A recent report commissioned by the Australian Childcare Alliance (ACA), the Early Learning and Care Council of Australia (ELACCA) and Australian Community Children’s Services (ACCS) explores the factors that influence the demand for, and supply of early learning services across Australia.

This independent analysis, prepared by Urban Economics, examines the results of a recent national survey of child care operators, looking at available places, enrolment, performance and key issues influencing individual centres and the sector more broadly.

The report reveals that the net increase in long day care centres in 2017 was roughly 2-3 times the estimated number of new centres needed per annum to meet future demand.   

“If the same growth is to be continued in the coming years, there is likely to be an enormous impact on the viability of all services.” ACA President Paul Mondo said.

“Whilst we know that oversupply is a growing issue in some areas, there are still some locations where demand outstrips supply. It is important for decision makers to understand how these few communities can be better supported to supply access in that space, be it metropolitan or rural.”

In terms of occupancy rates, the report indicates that while these are diverse across regions, significantly, around 20% of regional and remote centres across all states demonstrated occupancy rates of less than 60%

The report calls attention to that fact that the early learning sector operates under a unique set of circumstances, the result being that increased supply in this sector simply will not bring prices down to increase affordability for families. 

In a typical market scenario, the price of a service would be influenced by both the level of demand and supply and specifically, would be expected to decrease with additional supply. 

However as childcare in Australia is subsidised by the Federal Government and includes a high level of fixed costs (wages, rent and mortgages), prices are relatively inelastic, and typically do not decrease with increased supply and competition. 

In fact, a centre which is substantially underperforming due to a local oversupply situation may increase fees to offset costs, close rooms or in a worst case scenario may cease operation; removing choice and accessibility for the communities in which they locate.

“ACA has been closely monitoring the relationship between low occupancy levels and the oversupply of early learning services in certain geographic areas over the last couple of years.” Mr Mondo said. 

“This report effectively illustrates that increased supply does not bring costs down for families.

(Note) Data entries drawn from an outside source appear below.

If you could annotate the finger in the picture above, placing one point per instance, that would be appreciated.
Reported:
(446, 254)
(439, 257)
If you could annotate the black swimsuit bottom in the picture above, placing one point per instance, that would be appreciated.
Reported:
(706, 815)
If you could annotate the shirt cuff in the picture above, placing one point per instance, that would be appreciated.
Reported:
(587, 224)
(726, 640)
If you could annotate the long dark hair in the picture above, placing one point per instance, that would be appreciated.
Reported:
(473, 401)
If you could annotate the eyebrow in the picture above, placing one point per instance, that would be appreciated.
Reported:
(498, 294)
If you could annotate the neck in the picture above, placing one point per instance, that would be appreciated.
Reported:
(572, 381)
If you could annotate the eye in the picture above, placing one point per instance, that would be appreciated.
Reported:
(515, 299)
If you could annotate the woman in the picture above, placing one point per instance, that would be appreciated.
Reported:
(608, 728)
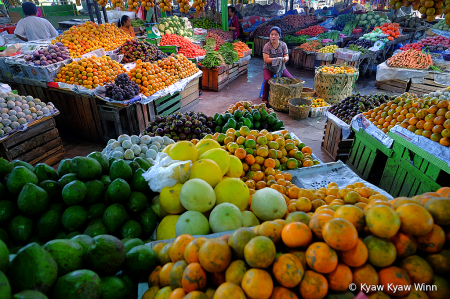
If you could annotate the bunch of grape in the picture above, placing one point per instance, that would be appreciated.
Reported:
(122, 88)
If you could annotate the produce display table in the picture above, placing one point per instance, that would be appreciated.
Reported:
(39, 143)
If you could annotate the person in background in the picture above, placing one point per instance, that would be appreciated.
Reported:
(32, 27)
(233, 22)
(125, 25)
(325, 12)
(273, 49)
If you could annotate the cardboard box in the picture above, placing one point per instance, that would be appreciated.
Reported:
(15, 16)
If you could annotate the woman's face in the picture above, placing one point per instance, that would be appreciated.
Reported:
(274, 36)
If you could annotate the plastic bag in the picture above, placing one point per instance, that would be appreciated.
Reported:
(166, 172)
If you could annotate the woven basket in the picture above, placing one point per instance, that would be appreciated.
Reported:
(296, 112)
(333, 88)
(282, 90)
(307, 92)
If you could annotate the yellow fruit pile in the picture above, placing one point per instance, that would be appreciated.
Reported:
(90, 72)
(184, 5)
(89, 36)
(199, 5)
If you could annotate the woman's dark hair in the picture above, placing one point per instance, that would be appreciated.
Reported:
(123, 20)
(29, 9)
(277, 29)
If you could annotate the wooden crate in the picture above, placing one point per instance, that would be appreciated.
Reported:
(78, 114)
(40, 143)
(427, 86)
(215, 79)
(411, 170)
(393, 85)
(367, 157)
(333, 145)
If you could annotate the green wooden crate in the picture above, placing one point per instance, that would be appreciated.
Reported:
(367, 157)
(168, 104)
(411, 170)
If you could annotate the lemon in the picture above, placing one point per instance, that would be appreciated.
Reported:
(166, 228)
(205, 145)
(183, 151)
(170, 199)
(206, 170)
(235, 170)
(220, 156)
(233, 191)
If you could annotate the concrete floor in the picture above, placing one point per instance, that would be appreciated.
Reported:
(247, 88)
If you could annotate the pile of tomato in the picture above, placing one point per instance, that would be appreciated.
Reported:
(187, 48)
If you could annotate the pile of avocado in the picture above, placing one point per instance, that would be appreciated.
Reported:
(255, 119)
(76, 232)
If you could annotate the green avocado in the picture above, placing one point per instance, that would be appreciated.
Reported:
(8, 210)
(67, 178)
(48, 225)
(106, 255)
(84, 241)
(74, 193)
(53, 190)
(141, 260)
(131, 229)
(4, 257)
(5, 167)
(5, 287)
(119, 191)
(16, 163)
(134, 166)
(74, 218)
(67, 254)
(80, 284)
(33, 268)
(137, 202)
(19, 177)
(33, 200)
(130, 244)
(106, 180)
(29, 294)
(138, 183)
(102, 159)
(95, 191)
(86, 168)
(114, 217)
(65, 167)
(45, 172)
(147, 219)
(20, 229)
(120, 170)
(143, 163)
(96, 229)
(96, 211)
(113, 288)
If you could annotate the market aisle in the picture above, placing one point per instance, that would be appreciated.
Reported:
(247, 88)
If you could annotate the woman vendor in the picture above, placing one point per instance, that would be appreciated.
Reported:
(125, 25)
(274, 51)
(233, 23)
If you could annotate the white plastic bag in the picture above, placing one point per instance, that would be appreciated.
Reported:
(166, 172)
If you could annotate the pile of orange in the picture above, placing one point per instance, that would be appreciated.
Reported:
(152, 77)
(428, 117)
(397, 245)
(85, 38)
(264, 152)
(90, 72)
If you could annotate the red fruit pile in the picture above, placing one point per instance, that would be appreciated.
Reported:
(312, 31)
(187, 48)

This is an important issue affecting the affordability of early learning for Australian families, which government intervention could influence.” Mr Mondo said.

“Australia’s Pharmacy Location Rules have proven that government regulation can indeed deliver greater access to services for more Australians. ACA believes that the government also has a role to ensure responsible investment in the early learning sector.” 

The complete report is available here.

“ACA will continue to engage with the Federal Government and State Governments on this important issue, with a view to ensuring a sustainable early learning sector that continues to provide families with affordable high quality early learning services, thus giving Australia’s youngest generation the best start in life.” Mr Mondo concluded.